Hospital-at-Home (HaH) care provides acute hospital-level care in a patient’s home as a substitute for traditional inpatient care. In 2017, the Physician-Focused Payment Model Technical Advisory Committee recommended implementation of an alternative payment model for a new model of HaH that bundles an acute episode with 30 days of post-acute transitional care.

Alex Federman, MD, MPH, and colleagues sought to determine the association of providing HaH care bundled with a 30-day post-acute period of home-based transitional care with clinical outcomes and patients’ experiences compared with traditional inpatient care. “We engaged patients with select diagnoses in HaH and separately recruited patients who were receiving traditional in-hospital care to serve as a comparison group,” says Dr. Federman. “Patients were interviewed at the beginning of their episode of acute care and 2 and 4 weeks later. We also obtained Medicare claims data to determine if they had a hospital readmission.”

In the case-control study, HaH patients had shorter lengths of stay (3.2 days vs 5.5 days), lower readmission rates (8.6% vs 15.6%), fewer ED revisits (5.8% vs 11.7%), less skilled nursing facility admissions (1.7% vs 10.4%), and a greater likelihood of rating their hospital care highly (68.8% vs 45.3%).

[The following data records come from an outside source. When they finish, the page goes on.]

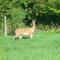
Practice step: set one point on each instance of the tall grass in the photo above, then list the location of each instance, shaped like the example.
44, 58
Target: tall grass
43, 46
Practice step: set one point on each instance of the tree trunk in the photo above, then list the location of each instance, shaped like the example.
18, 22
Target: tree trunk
5, 26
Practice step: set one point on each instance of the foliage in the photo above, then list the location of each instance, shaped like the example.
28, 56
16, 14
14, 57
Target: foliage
43, 11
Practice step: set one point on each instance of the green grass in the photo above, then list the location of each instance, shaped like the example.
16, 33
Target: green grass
43, 46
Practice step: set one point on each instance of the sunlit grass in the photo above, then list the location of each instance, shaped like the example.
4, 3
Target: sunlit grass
43, 46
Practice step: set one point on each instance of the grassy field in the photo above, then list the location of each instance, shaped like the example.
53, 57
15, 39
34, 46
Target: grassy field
43, 46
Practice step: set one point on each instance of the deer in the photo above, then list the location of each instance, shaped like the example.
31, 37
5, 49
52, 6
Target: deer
20, 32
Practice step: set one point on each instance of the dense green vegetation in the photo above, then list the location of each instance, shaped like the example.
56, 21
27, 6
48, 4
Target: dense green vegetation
43, 46
20, 13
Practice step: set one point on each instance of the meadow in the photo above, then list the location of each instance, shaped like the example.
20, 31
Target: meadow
43, 46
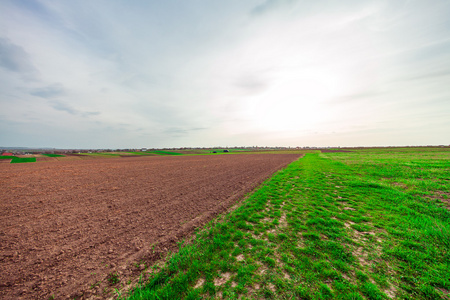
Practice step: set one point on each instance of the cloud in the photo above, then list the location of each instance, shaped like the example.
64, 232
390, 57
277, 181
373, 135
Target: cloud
180, 132
50, 91
270, 5
251, 84
14, 58
63, 106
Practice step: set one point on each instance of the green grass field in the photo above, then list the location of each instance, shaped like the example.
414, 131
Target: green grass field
54, 155
366, 224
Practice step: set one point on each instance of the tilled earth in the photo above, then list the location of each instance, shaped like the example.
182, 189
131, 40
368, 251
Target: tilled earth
66, 225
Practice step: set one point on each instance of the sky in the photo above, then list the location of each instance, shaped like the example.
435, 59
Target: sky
163, 74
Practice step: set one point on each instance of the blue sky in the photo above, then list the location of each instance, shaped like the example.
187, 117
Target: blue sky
125, 74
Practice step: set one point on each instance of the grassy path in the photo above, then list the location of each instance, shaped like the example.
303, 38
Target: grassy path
360, 225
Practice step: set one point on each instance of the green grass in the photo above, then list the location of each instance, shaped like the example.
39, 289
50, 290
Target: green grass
162, 152
361, 225
6, 157
17, 160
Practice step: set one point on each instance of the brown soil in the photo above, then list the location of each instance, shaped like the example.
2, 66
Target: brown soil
66, 225
333, 151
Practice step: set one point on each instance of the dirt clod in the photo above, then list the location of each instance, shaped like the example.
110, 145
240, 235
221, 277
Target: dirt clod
77, 222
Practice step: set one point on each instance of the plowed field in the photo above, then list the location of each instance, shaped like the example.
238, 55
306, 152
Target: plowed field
66, 225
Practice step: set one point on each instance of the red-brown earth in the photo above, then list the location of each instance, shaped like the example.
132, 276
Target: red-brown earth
66, 225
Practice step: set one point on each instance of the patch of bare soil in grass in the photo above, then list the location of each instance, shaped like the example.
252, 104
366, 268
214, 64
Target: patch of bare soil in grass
66, 226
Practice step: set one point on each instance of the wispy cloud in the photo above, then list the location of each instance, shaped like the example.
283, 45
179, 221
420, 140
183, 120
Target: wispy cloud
14, 58
232, 72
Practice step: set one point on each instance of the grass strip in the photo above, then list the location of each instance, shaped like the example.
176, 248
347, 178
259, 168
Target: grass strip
359, 225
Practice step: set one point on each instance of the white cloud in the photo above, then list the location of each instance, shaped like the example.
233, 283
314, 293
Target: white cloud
161, 74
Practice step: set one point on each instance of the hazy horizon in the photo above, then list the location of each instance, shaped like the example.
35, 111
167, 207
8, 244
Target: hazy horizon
172, 74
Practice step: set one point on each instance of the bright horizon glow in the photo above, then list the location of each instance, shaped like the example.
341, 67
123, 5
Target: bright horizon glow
107, 74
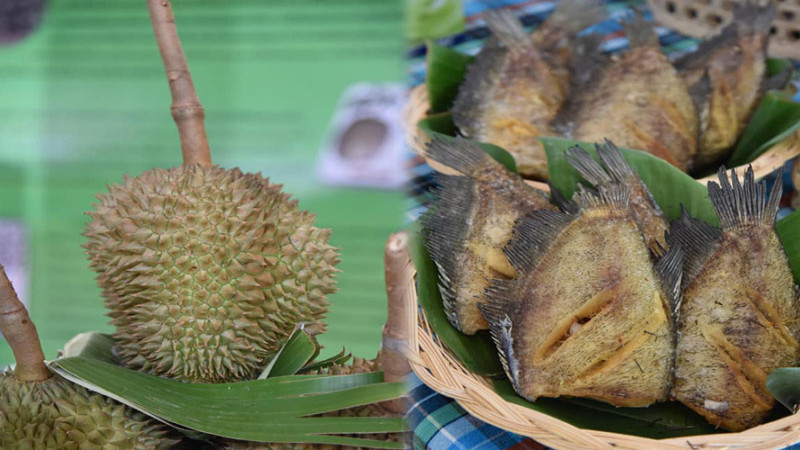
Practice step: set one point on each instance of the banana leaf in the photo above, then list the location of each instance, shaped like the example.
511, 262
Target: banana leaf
776, 117
278, 409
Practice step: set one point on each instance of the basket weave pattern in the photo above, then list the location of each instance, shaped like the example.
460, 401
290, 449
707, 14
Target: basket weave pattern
438, 368
704, 17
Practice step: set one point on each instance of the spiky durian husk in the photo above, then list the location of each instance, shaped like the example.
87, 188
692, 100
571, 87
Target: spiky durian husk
206, 270
358, 365
56, 414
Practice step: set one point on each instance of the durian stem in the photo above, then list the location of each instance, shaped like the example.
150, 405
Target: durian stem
186, 108
20, 333
399, 273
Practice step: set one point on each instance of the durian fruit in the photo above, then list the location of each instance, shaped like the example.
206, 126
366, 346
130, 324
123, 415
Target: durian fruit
358, 365
40, 410
206, 271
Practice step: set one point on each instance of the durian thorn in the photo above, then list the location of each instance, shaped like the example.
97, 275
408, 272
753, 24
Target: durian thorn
399, 274
20, 333
187, 111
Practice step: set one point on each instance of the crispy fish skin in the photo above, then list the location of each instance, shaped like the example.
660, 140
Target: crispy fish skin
740, 316
557, 35
468, 224
510, 95
735, 63
616, 170
608, 337
638, 101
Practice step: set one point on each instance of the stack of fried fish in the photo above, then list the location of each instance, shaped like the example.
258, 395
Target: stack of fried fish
600, 296
689, 112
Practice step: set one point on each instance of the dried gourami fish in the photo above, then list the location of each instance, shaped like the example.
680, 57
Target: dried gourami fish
646, 212
589, 315
740, 315
556, 37
469, 223
637, 100
510, 95
733, 64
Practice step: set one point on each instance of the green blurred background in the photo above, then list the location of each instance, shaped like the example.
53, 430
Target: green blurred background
84, 100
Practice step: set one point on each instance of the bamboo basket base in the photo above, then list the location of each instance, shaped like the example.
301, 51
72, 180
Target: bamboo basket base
439, 369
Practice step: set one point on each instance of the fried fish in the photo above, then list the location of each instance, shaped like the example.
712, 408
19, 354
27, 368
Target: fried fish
646, 212
740, 315
733, 65
637, 100
589, 315
468, 224
510, 94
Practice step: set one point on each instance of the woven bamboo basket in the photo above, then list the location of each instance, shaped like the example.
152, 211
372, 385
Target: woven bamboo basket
418, 106
438, 368
699, 18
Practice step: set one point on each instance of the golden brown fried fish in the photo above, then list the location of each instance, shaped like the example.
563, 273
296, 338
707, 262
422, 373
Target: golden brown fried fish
589, 315
646, 212
733, 65
510, 95
556, 37
469, 223
637, 101
740, 315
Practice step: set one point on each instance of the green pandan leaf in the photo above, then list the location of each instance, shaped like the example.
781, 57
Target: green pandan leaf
670, 187
441, 125
446, 70
776, 117
277, 409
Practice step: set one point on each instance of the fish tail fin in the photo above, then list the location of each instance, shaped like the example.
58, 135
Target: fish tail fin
744, 203
751, 18
460, 154
576, 15
500, 328
507, 28
639, 32
532, 235
445, 228
670, 270
695, 238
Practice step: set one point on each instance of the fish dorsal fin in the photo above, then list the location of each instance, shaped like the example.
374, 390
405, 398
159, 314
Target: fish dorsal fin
507, 28
532, 236
561, 202
576, 15
615, 196
445, 227
670, 271
639, 32
696, 239
500, 328
587, 167
470, 100
742, 204
460, 154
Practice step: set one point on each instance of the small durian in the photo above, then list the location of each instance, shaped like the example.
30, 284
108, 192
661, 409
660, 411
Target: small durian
40, 410
204, 270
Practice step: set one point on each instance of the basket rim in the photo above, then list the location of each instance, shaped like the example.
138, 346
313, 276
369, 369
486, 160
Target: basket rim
440, 370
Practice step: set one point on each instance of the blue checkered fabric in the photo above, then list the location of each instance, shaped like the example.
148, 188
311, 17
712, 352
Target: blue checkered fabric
439, 422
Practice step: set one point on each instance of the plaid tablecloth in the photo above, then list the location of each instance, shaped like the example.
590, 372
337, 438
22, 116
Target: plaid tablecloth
438, 422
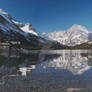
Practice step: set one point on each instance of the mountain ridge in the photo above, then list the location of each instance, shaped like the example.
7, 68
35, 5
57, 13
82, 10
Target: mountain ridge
75, 35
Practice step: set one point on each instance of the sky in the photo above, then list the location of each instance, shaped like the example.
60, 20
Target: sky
50, 15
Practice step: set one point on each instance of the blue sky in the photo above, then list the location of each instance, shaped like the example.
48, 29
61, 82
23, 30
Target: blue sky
50, 15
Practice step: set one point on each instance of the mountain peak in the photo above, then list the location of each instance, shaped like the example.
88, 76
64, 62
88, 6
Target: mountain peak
80, 28
5, 14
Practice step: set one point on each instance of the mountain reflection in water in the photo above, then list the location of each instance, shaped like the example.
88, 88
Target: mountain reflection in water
46, 71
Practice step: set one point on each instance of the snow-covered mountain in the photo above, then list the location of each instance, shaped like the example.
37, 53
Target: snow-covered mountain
77, 34
11, 30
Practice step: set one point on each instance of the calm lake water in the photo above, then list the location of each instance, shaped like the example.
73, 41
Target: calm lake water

Dr. Federman says that physicians should encourage their patients to participate in HaH care when available. “From a policy standpoint, physicians should encourage CMS and the Secretary of HHS to provide a billing mechanism for HaH so that it can be made available to more patients,” he adds. “HaH provides patients with a safe, effective, and convenient alternative to inpatient hospital care and is a truly patient-centered mode of healthcare delivery.”